Shorter version: Do these bindings have upward release at the toe, and do people think it matters?

post #3 of 7

I believe they release in a partial arc, but not all the way to perpendicular. So depends on your def of "upward release." People who think it makes a difference cite backward falls and ACL's. People who think it doesn't also tend to think backward falls and blown ACL's are for intermediates. 

post #4 of 7

I can remember one high speed skiing recovery move where I was basically skiing on the tails of my skis whle doing a situp/crunch from a position that had my upper body horizontal from the knees back.  I was very glad the toe did not have an upward release.

post #5 of 7

^^^^ Bet it was racing or something analogous. I wouldn't want to release then either. OTOH, we both know that you were mm away from a phantom ACL. Yeah, you're unlikely because you're good enough not to allow one of your skis to skate forward or out, even sitting back like that.
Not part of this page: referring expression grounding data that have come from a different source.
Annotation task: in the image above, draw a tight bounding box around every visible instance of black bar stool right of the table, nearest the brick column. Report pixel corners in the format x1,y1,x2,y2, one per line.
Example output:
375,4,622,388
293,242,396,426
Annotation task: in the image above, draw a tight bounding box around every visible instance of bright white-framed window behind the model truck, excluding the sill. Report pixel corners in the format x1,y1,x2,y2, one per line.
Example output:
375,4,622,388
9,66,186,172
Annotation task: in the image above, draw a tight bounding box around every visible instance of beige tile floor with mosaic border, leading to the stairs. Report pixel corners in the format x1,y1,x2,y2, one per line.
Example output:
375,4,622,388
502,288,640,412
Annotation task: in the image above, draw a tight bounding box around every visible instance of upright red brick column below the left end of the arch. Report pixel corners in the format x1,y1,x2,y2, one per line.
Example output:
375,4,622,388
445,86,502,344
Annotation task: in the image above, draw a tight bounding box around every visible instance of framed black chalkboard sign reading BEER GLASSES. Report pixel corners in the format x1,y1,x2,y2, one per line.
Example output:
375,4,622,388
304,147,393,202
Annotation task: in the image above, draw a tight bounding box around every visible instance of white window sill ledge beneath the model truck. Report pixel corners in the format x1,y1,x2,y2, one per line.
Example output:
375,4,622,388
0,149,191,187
But your ACL was stretched right to its limit, and all it would have taken to shear is a very slight acceleration and outward movement, nothing dramatic, and whoops, ER time. Just sayin' ...

post #6 of 7

  Something like that.  I was trying to see which of my two pairs of skis was faster and by how much on the polished glass surface of Blue Mountain's Double Blacks (not real double blacks Collingwood double blacks)  after several days of freezing rain and not much snow making, just enough snow making to spray my goggles going up the chair so I didn't get a good view of the bump that knocked me off balance just before catching a lot of air off the second step/roller.  Batteries had died in the gps anyway so it was all for nought.hopmad.gif


Now that you mention it, I had that thought on my mind for a fraction of a second, and deliberately took care not to go beyond 90 degrees at the knee and to try to smoothly and evenly load everything, haveing researched acl and backward twisting falls some decades earlier.  Amazing what comes to mind when you need it. 

post #7 of 7

Salomon bindings are GREAT bindings!


Salomon has had what was originally called an "inclined pivot" in the toe piece of their high end bindings which was part of the "multicontrol" system and has been renamed a couple times but functions pretty much the same as it ever did.  The way this inclined pivot works is, in a purely upward motion or force the toe does not release (note: unless the forward pressure spring is compressed enough to allow it) however, when there is any twist off center the incline pivot is engaged and permits an upward twisting release.  So said another way, when the binding detects a twist accompanied by an upward movement it will move on a diagonal plane to aid release.  The beauty of the single pivot design is it's retention capabilities, which are demonstrably better than most others.  The look and Rossi bindings also sport the single pivot design however I do not believe they offer the inclined pivot feature of the Salomon.